3. Chronic Inflammation
“Flare-ups” or a periodic increase in inflammation is a common symptom of rheumatoid arthritis, the Arthritis Foundation says. Here is how inflammation can look in different areas of the body with RA:
- Eyes. Dryness, pain, redness, sensitivity to light and impaired vision
- Mouth. Dryness and gum irritation or infection
- Skin. Rheumatoid nodules – small lumps under the skin over bony areas
- Lungs. Inflammation and scarring that can lead to shortness of breath
- Blood Vessels. Inflammation of blood vessels that can lead to damage in the nerves, skin and other organs
- Blood. Anemia, a lower than normal number of red blood cells
4. Poor Range of Motion
Less mobile than years before? Can’t seem to reach for the top shelf without difficulty?

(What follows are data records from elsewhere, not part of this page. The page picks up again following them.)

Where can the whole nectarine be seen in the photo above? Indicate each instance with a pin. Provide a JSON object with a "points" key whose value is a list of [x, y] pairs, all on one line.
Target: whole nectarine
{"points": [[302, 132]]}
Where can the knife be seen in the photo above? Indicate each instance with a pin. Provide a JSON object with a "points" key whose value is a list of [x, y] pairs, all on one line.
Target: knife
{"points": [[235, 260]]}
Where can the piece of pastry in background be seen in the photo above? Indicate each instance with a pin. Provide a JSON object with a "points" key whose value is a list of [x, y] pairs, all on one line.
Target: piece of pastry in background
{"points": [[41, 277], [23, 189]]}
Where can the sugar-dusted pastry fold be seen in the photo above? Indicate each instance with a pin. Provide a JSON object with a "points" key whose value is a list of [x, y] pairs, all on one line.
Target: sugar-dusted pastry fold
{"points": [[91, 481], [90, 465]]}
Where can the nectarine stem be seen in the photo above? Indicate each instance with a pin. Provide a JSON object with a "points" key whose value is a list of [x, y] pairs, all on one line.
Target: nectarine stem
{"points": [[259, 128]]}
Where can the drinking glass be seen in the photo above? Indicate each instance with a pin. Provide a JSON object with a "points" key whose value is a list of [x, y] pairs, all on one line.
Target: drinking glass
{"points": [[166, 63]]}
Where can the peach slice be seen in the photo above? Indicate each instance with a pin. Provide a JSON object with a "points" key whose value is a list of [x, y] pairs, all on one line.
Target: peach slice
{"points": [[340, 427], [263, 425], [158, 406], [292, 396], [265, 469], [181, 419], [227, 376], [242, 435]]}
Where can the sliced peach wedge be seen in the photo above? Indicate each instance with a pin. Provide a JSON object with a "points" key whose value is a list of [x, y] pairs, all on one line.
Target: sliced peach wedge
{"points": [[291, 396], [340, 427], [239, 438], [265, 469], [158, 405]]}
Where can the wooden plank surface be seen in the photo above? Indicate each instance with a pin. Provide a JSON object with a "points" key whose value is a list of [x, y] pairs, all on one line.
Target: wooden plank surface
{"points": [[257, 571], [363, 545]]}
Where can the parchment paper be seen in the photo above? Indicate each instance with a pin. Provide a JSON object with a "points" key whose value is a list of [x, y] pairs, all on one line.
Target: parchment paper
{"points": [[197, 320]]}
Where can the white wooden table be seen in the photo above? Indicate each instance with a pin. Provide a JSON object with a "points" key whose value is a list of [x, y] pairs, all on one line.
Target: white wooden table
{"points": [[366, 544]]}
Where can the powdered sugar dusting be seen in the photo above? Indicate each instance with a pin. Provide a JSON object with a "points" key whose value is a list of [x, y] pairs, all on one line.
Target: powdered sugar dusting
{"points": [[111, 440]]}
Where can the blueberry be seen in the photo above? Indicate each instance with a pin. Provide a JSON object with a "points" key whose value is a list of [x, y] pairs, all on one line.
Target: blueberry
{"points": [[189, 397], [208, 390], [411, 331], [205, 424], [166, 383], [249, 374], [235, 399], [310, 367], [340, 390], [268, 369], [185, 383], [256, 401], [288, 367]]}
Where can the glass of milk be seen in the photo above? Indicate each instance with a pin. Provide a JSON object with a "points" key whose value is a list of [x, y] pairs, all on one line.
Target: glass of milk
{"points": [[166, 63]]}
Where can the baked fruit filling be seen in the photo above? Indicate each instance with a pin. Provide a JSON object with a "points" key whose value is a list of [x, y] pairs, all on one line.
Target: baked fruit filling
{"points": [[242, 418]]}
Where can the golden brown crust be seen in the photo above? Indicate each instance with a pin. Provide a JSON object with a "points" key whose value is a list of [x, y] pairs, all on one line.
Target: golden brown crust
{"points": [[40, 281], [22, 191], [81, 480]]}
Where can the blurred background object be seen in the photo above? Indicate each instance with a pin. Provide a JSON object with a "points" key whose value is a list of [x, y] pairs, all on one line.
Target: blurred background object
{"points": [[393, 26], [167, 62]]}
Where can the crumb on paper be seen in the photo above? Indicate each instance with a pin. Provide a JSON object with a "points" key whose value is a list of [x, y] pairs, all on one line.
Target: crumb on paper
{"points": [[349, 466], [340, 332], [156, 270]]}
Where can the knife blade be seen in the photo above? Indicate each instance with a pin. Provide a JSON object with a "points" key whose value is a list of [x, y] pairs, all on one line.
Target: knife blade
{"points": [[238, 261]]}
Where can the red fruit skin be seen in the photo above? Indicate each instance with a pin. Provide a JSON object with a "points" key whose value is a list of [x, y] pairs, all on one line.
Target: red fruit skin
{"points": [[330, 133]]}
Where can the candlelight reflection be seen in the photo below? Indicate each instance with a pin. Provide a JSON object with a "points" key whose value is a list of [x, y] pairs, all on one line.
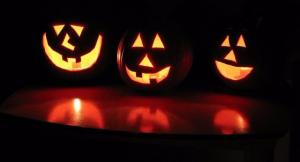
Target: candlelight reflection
{"points": [[148, 120], [231, 122], [77, 112]]}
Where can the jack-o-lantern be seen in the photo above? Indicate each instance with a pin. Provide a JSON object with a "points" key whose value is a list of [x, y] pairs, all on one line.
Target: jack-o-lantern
{"points": [[231, 70], [71, 47], [153, 60], [236, 59], [77, 112]]}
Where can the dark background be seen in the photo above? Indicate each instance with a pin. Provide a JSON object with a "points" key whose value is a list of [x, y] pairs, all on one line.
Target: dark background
{"points": [[25, 65]]}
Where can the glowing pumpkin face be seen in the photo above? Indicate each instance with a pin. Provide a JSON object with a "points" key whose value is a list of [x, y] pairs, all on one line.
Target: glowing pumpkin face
{"points": [[65, 45], [151, 61], [229, 66]]}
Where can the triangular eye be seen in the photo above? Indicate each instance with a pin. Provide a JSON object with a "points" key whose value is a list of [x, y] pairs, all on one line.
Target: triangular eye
{"points": [[138, 41], [58, 28], [226, 42], [241, 42], [157, 43], [78, 29]]}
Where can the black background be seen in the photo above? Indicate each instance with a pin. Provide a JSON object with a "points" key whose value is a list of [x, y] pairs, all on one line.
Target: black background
{"points": [[23, 63]]}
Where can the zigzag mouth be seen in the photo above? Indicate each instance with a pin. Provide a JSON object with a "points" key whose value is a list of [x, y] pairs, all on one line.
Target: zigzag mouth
{"points": [[148, 78]]}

These range-of-motion issues—when accompanied with pain—often point to arthritis, experts say.
5. Redness and Rash
Though rare, in some cases, redness and rash may present itself, pointing to a condition called “psoriatic arthritis.” Red, flaky, and scaly in appearance, this inflammatory condition is incurable (but treatable) and may cause flares of joint pain, stiffness, and swelling – especially in the morning hours. Even mild skin psoriasis can have a significant degree of arthritis, the National Institutes of Health (NIH) says.
Fortunately for sufferers, treatments like prescribed medications can reduce inflammation. Steroid injections and joint replacement surgery are also common remedies.